You’ve seen them before. Veiled, covered, yet full of effervescence and colour. You catch a glimpse of these women in the street in their two-piece ensemble called rida that is covered in bright hues and quilt-like patches; or spot their intricately laced skirts with elegant embroidery and appliques when you’re strolling through the market. You hear them chatter and laugh away, often mistaking them to be Parsis.
These are the Dawoodi Bohra Muslims, the iconic Gujarati-speaking business community whose men are often spotted in white and gold-embroidered topis (skullcaps) and flowing white Kurtas. Let’s take a peek into this heterogeneous culture that seamlessly blends Middle Eastern elements with Indian traditions.
So what is this Gujarati that the Bohris speak?
The Dawoodi Bohras (aka bohris) speak a dialect of Gujarati peppered with Arabic and Urdu, officially known as Lisan ul-Dawat. This is popularly called the “Bohri Gujarati” and internally referred to as Dawat-ni-zabaan within this peace-loving community.
Interestingly, it is written with a Perso-Arabic script and borrows significantly from Arabic and Persian vocabulary.
The origin of the word ‘bohra’ (which means trader) comes from Gujarati, which also reflects the primary profession of most bohris by choice.
Tracing back history
While there are an estimated 2 million bohris spread across the world, mainly across the western cities of India and across Pakistan, UAE, Kuwait, Oman, Yemen, USA, Canada and East Africa, all speaking variations of the same language, their ancestral roots can be traced back to Yemen, a Middle Eastern country.
Other cultural trivia
The cultural crossover is not just limited to the language, clothes or lifestyle. Like other Indian communities, food forms an essential part of the bohri culture! The Mughal-influenced and Gujarati-centric recipes remain nearly consistent in every household, throughout the world. Their chicken and meat specialities are numerous, exquisite and varied.
Families conventionally sit around a large steel thaal that typically accommodates eight people and they eat from it together.
Around the globe
Young children around the world attend a certain ‘Arabic school’ or class, where they are taught how to speak Lisan ul-Dawat and read the Quran, which is in Arabic, along with learning other social etiquettes.
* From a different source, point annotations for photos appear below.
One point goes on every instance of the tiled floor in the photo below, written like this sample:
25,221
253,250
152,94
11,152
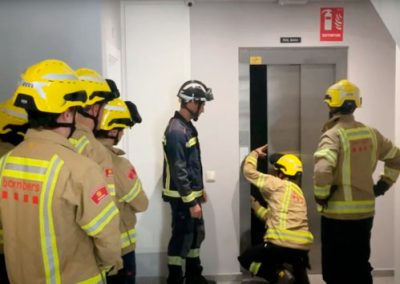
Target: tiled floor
315,279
Moreover, the chief spiritual leader delivers his lectures, lessons and advice in this very dialect, which makes all the Bohris across the world want to learn it.
Mumbai is considered to be the cultural capital of the bohris today, with the Dawat administrative headquarters and most of the high-ranking priests based here. On a cultural level, bohri households share a surprisingly significant number of traits with Egypt, Yemen, Gujarat, Maharashtra and Rajasthan.